Essentially, the People’s Commissariat made a virtue of necessity. In its early years, the Soviet Union simply had too few doctors, and nothing like enough medicines, to do much more than exhort the population to look after their health.
The extraordinary population losses experienced in the Soviet Union, first as the result of the Stalin-led Communist Party’s murderous policies, and then under the hammer blows of the Wehrmacht, forced a major re-think of Soviet health policies. Human labour was now too precious for the Communist Party to squander in the manner of Stalin and his homicidal comrades. With Stalin dead, however, and the gulags “downsized”, public health provision became a way of demonstrating the “benevolent” aspects of Soviet rule.
As Stephen L Hoch writes in his 1997 paper The Social Consequences Of Soviet Immunization Policies, 1945-1980:
“Soviet society used coercive immunization campaigns to demonstrate the superiority of an administrative order over a legal one . The state mandated compliance with a public good and in the process demonstrated the benefits of vigorous state control in the public realm . The public was to be passive in this process. Vaccination campaigns were used to show that if a good was truly important the state would do it, indeed, the state must do it. And, it must be recognized that in spite of all the abuses of Soviet power, the political leadership in the former Soviet Union repeatedly pointed to immunization campaigns to illustrate the success of its administrative order.”

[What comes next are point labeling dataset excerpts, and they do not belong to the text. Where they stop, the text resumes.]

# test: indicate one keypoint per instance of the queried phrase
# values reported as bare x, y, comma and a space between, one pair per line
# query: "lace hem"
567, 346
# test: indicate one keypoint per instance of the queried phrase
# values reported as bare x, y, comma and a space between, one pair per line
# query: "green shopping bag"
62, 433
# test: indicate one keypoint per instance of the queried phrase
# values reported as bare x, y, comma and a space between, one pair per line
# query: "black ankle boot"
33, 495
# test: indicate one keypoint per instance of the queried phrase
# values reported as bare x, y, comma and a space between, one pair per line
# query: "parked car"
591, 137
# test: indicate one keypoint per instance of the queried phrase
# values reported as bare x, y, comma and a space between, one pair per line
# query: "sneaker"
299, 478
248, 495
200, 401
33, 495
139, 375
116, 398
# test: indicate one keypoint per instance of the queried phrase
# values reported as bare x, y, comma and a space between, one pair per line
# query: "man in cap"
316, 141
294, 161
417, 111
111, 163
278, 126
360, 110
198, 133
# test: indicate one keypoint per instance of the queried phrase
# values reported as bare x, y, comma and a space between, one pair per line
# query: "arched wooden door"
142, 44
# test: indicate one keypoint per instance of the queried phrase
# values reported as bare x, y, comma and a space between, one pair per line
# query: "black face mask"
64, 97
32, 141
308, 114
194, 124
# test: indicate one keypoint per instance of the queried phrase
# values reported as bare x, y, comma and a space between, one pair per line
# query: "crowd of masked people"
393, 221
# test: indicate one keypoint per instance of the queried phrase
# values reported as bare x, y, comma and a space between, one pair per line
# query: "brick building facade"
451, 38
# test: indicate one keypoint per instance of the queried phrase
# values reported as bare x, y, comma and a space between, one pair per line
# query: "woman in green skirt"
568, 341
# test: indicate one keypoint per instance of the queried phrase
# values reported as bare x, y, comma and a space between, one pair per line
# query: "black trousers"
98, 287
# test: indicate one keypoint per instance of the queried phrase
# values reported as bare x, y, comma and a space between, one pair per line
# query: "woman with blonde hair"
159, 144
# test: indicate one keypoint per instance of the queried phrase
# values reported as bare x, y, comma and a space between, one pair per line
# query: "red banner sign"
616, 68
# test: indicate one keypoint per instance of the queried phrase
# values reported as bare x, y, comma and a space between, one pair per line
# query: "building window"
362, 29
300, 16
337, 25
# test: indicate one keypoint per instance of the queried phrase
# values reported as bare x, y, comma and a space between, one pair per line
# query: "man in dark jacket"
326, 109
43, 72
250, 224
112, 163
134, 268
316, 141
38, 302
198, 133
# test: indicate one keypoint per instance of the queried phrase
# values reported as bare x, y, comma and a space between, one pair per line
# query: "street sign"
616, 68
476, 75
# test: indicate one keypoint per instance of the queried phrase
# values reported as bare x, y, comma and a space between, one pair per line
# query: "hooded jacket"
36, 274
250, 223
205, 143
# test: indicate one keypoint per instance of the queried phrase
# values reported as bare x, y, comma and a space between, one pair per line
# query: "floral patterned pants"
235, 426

That enforced public passivity was to come back and bite the Russian people when the Soviet system finally fell in 1991. In the “new” Russia, the human and material resources required to continue the massive state-run immunisation campaigns of the Soviet era were no longer available. Until Russian parents learned to take the immunisation of both themselves and their children into their own hands, many of the diseases conquered in the post-war years were bound to reappear – which they duly did.
History is seldom a clear-cut thing. Hitler declined to enforce vaccination out of a combination of political and eugenicist considerations. Similarly, while Stalin reigned over the Soviet Union, public health campaigns were largely exhortative, propaganda-driven affairs. Following Stalin’s death, however, coercive vaccination was presented as evidence of the Soviet system’s paternal benevolence. No longer a regime that killed millions without compunction or remorse, the Soviet Union presented its post-war compulsory mass vaccinations as proof that it was now committed to saving millions of lives.
As the Delta variant of Covid-19 sweeps through the largely unvaccinated Russian population with renewed energy and alarming lethality, there will be many older Russian citizens who recall with some nostalgia the regime that lined them up and jabbed them whether they liked it or not. To avoid the evils of the Soviet Era, however, a great many younger Russians will happily run the risk of contracting Covid. After all, as diseases go, it is considerably less deadly than Stalinism.
A proposition with which – “carefree” Anti-Vaxxer accusations of Nazism, Communism and Authoritarianism, notwithstanding – New Zealanders from both the Right and the Left will likely find themselves in rare agreement.